Die Holzernte, das ist ein so dramatisches Thema. Wir meinen, jeder gesunde Baum muss ab sofort stehenbleiben. Nur noch die Borkenkäferschäden, die Trockenschäden und die Baumruinen in Wegnähe sollten gefällt werden. Der schnelle Abtransport aus dem Wald ist wichtig.

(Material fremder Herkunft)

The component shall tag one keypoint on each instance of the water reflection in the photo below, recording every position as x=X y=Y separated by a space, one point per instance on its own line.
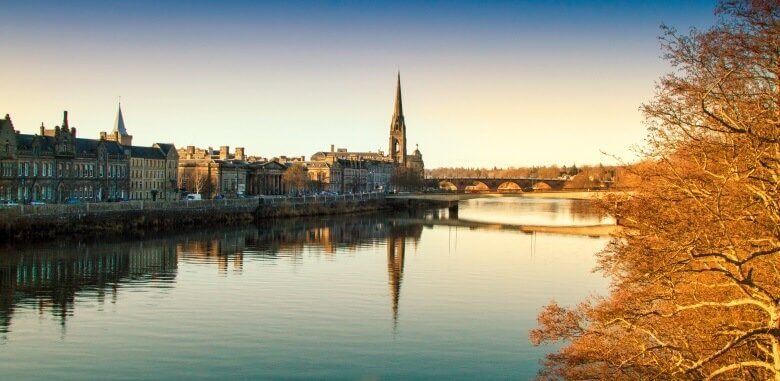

Eine böse Entwicklung ist die Trockenheit, denn der Waldboden speichert keine Feuchtigkeit mehr. Als Gegenmaßnahme will man im Nachbarwald, in der Lußhardt, den Kriegbach renaturieren. Das finden wir gut. Und im Hardtwald? Kann man hier nicht in Hochwasserzeiten den Hardtbach nutzen und ein Bewässerungssystem schaffen? Oder Regenwasser aus dem Motodrom anstatt in die Abwasserkanäle in den Wald leiten? Die Politiker sollten sich den Zustand der Suhlen, Revier der Frösche, Libellen und Insekten, näher anschauen. Die sind zum Großteil verlandet, es wird immer tiefer gebaggert, das sind keine Suhlen mehr, das sind Baggerlöcher. Kann man die nicht mit Lehm und Ton auskleiden und Frischwasser nachfüllen?

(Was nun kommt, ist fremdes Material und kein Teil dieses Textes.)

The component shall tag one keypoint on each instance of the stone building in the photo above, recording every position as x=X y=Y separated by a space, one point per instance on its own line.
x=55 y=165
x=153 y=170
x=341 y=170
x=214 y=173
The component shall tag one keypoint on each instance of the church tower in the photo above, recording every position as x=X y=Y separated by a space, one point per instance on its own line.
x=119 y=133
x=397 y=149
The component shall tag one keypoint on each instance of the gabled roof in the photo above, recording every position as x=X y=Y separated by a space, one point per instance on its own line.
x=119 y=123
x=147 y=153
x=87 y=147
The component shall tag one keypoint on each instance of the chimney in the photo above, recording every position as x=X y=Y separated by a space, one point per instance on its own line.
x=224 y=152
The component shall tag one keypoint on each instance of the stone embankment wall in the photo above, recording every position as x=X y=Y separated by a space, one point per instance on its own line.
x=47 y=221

Heute will man am Bannwald studieren, wie sich der Wald ohne Einwirkung von außen verändert. Die wichtigste Erkenntnis wird sein, dass der dichte Bannwald die heißen Sommer der Jahre 2018 und 2019 am besten verkraftet hat. Die Forstverwaltung wollte den Bannwaldanteil von 4,6 Prozent auf 10 Prozent erhöhen, das ist fünf Jahre her. Was ist daraus geworden?

Wir denken, die Grünen müssten den Hardtwald zur Chefsache machen und öffentlich sagen, welche Strategie zur Rettung hier künftig verfolgt werden soll.